What does the new IPCC report mean for the renewables sector?

We have 12 years left to act

This week saw the release of the latest report by the Intergovernmental Panel on Climate Change (IPCC). The report is the most stark to date, noting that humanity sits at the edge of a precipe beyond which lies the destruction of our civilisation.

The report has made headlines for giving an estimate of until 2030 to ward off some of the most extreme affects of climate change, by limiting warming since the preindustrial period to 1.5C and not the 2.0C or above that we are on course to reach. At 2.0C and above the long term future of human civilisation looks extremely bleak, with the warmer regions of the world likely to be made uninhabitable.

By 2100 an even more apocalyptic vision emerges, with humanity on course to deliver 3.0C and above of warming, although there is evidence that so called “feedback loops” may  push warming beyond this level. At such a period the temperate regions will be made a challenge to survive in, while much of Africa, the Middle East and Asia will be besieged by floods, water shortages and crop failure with obvious geopolitical implications.
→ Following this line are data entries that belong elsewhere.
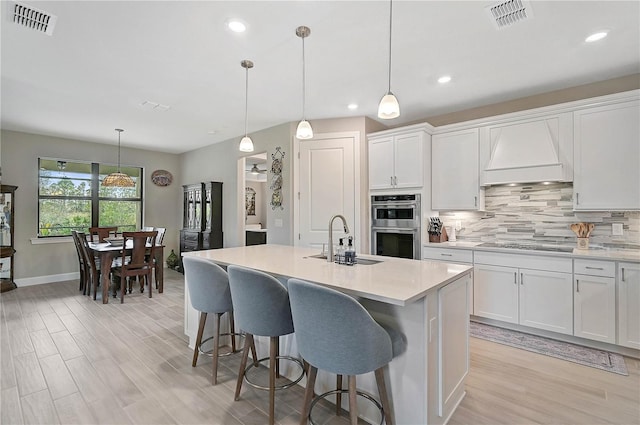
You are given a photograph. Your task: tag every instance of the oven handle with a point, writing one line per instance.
(395, 229)
(394, 204)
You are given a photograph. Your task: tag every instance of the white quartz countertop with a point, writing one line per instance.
(394, 280)
(598, 253)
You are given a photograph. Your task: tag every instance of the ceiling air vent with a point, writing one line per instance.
(509, 12)
(32, 18)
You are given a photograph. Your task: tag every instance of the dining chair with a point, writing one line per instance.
(136, 260)
(100, 234)
(81, 262)
(92, 265)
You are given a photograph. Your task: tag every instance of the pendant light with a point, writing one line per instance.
(304, 130)
(118, 179)
(246, 144)
(389, 106)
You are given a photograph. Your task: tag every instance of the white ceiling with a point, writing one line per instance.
(105, 58)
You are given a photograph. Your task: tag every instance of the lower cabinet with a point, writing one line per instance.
(595, 300)
(522, 294)
(629, 305)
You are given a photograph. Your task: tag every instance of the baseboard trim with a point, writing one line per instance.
(52, 278)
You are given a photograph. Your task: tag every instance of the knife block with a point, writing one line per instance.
(442, 237)
(583, 243)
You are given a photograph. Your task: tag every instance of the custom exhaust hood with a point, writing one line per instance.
(527, 152)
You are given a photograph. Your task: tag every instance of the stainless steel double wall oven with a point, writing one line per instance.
(395, 225)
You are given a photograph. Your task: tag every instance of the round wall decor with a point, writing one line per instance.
(161, 178)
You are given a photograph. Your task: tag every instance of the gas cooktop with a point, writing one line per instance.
(512, 245)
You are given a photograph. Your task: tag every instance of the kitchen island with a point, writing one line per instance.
(426, 300)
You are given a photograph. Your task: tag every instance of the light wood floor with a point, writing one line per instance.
(68, 359)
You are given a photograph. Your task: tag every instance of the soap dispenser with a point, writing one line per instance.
(350, 253)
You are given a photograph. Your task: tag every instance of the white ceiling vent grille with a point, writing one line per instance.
(509, 12)
(32, 18)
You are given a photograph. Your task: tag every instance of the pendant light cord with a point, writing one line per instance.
(246, 103)
(390, 23)
(303, 83)
(119, 132)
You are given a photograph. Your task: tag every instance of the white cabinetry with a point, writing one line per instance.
(452, 255)
(396, 159)
(594, 300)
(607, 157)
(629, 305)
(533, 291)
(527, 150)
(454, 171)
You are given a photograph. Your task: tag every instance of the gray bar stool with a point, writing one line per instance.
(261, 305)
(209, 292)
(337, 334)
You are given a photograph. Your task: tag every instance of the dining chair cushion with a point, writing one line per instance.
(208, 285)
(335, 332)
(260, 302)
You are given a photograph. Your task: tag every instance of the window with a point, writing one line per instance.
(71, 197)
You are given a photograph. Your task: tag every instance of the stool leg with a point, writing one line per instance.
(384, 398)
(216, 346)
(353, 400)
(248, 342)
(312, 372)
(273, 352)
(232, 328)
(338, 395)
(203, 319)
(277, 361)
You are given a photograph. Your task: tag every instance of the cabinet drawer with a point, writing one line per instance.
(450, 255)
(524, 261)
(594, 268)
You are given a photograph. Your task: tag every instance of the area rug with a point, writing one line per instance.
(592, 357)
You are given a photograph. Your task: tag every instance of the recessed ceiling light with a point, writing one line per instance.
(236, 25)
(596, 36)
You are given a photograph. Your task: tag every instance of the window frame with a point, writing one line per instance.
(95, 197)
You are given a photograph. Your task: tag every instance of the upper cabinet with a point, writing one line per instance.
(528, 150)
(607, 157)
(396, 159)
(454, 171)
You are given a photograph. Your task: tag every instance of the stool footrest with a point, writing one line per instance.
(363, 394)
(209, 353)
(279, 387)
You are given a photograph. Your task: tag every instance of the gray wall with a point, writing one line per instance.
(19, 153)
(219, 162)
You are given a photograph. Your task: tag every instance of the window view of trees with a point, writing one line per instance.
(69, 193)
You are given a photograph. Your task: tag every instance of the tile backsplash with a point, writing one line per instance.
(541, 213)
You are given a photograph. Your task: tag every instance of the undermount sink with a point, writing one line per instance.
(359, 260)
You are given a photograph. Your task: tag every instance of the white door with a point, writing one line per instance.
(381, 170)
(495, 292)
(629, 305)
(327, 186)
(546, 300)
(595, 308)
(408, 161)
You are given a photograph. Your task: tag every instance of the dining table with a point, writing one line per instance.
(107, 251)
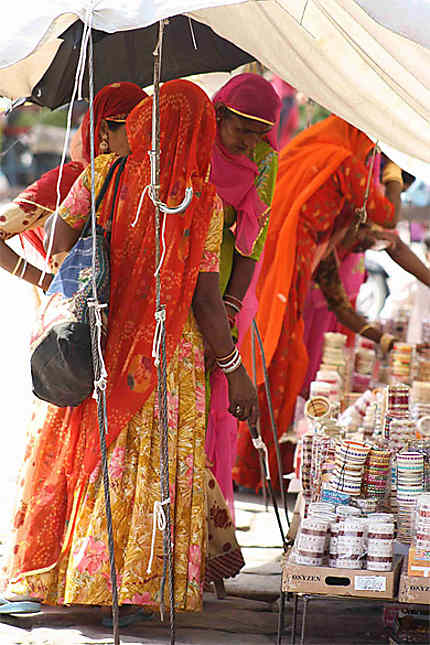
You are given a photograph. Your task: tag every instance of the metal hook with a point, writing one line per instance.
(181, 208)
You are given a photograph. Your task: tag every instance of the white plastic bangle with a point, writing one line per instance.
(233, 368)
(222, 365)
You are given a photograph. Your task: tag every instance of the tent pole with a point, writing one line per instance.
(168, 565)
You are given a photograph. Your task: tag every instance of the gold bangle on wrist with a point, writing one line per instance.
(385, 342)
(17, 265)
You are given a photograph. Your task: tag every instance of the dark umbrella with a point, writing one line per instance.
(189, 47)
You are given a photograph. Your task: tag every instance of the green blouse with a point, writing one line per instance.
(266, 160)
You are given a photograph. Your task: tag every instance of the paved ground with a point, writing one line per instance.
(248, 616)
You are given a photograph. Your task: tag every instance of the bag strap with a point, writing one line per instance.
(118, 163)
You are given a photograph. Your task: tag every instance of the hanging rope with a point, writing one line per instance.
(100, 373)
(361, 213)
(159, 350)
(77, 91)
(272, 418)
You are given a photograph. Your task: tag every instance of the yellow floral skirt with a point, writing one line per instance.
(82, 575)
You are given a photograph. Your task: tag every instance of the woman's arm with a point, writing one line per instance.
(15, 264)
(65, 236)
(406, 258)
(328, 278)
(381, 209)
(211, 318)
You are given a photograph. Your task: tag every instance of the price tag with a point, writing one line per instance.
(370, 583)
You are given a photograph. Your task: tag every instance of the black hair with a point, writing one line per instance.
(114, 125)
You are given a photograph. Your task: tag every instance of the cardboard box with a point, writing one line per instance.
(326, 581)
(418, 563)
(413, 589)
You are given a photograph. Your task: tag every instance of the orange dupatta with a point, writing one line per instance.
(66, 446)
(304, 165)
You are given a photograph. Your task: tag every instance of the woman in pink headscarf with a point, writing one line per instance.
(244, 167)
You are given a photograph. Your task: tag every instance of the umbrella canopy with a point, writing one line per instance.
(188, 47)
(367, 62)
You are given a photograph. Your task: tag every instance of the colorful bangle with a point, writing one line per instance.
(24, 269)
(223, 359)
(385, 342)
(365, 328)
(233, 302)
(17, 265)
(231, 363)
(392, 172)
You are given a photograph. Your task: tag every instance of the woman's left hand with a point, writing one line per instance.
(242, 396)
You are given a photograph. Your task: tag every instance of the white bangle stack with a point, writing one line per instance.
(230, 363)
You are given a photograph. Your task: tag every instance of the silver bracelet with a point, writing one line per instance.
(231, 361)
(233, 306)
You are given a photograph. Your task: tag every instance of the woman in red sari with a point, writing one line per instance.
(30, 209)
(62, 505)
(320, 171)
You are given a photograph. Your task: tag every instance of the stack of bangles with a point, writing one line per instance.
(235, 304)
(392, 172)
(229, 363)
(385, 341)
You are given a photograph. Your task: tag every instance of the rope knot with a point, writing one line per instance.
(160, 319)
(159, 521)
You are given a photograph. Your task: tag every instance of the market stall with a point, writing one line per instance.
(364, 528)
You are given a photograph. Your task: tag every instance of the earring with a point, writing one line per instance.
(104, 146)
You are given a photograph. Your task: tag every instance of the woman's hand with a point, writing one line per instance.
(242, 396)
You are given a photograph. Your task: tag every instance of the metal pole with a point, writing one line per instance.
(254, 378)
(272, 420)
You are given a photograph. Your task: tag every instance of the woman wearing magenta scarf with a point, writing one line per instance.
(244, 167)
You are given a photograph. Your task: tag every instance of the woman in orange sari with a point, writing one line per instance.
(60, 554)
(320, 171)
(27, 213)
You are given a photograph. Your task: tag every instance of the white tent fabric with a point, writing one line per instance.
(367, 62)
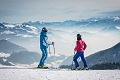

For the renewables sector the progress of the last ten years has been immense, and the UK in particular has seen considerable developments in offshore wind technology.

For the planet as a whole the IPCC report is a reminder of the narrow timeline we have to avert destruction and to maintain some semblance of a civilised existence free of constant death and destruction. Seeing the muted coverage of the IPCC report has me considered that the grave implications of our current trajectory are little understood outside environmental and climate change focused groups.

In the event that large scale change does not take place in the next ten years we will have to prepare for an effective meltdown of much of what we now take for granted in terms of access to clean water, food for several billion and so on. Technology in space colonisation is nowhere near advanced enough to move billions of people to other planets while geoengineering is still in the nascent phase.

The terrible destruction humanity has inflicted upon the earth and the ecosystem that we depend on for life may result in a horrific pushback that will have implications beyond even my wildest nightmares.